Медвежий угол

22
18
20
22
24
26
28
30

– Петер не заходил?

Она покачала головой, подняла брови, молча спрашивая старика: «Ты с ним говорил?» Суне покачал головой.

– Я не знаю, что сказать…

Рамона ничего не говорит. Она слишком хорошо все понимает. Пригласить кого-то на кофе – это просто и сложно в одно и то же время.

– Клуб больше не твоя забота, Суне, – пробормотала она.

– Формально меня еще не уволили, похоже, со всем этим… они обо мне забыли. Но да. Конечно. Это больше не моя забота.

Рамона налила еще виски. Капнула в него кофе. Глубоко вздохнула – о Суне и о себе самой.

– Тогда о чем тут говорить? Старая кляча и дед, кряхтим, кряхтим. Скажи уже прямо, что думаешь.

Суне слегка улыбнулся:

– Ты всегда была хорошим психологом.

– Как все бармены. На нормального ты бы никогда не раскошелился.

– Я скучаю по Хольгеру.

– Только когда я на тебя ору.

Суне расхохотался так громко, что пес аж подскочил. Сердито тявкнул, потом снова принялся за ножку стула.

– На самом деле я скучаю только по тому, как ты орала на Хольгера.

– Я тоже.

Еще виски. Капля кофе. Паузы и воспоминания, несказанные слова и придержанные фразы. Пока Суне наконец не заговорил:

– То, что сделал Кевин, – позор. Чудовищный позор. Но я боюсь за клуб. Он существует уже почти семьдесят лет, но я, черт подери, не уверен, что он доживет до следующего года. Как бы народ, если суд признает мальчишку виновным, не свалил все на хоккей. Злопыхатели всегда найдутся. Вот они обрадуются. И во всем будет виноват хоккей.

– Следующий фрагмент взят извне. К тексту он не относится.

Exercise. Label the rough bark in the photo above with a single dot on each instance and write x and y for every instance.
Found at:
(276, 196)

Рамона залепила ему пощечину так стремительно и с такой силой, что толстый старичок чуть не упал со стула. А свирепая старушка злобно прошипела:

– Так вот зачем ты пришел? Поговорить об этом? Мужики, твою мать! Вы сами никогда ни в чем не виноваты, да? Когда же вы признаете, что не «хоккей» воспитывает этих мальчишек, а ВЫ! Повсюду, всю жизнь я встречаю мужиков, которые несут всякую чушь, чтобы оправдать собственные провалы. «Религия развязывает войны», «Оружие убивает людей», все это точно такая же чушь!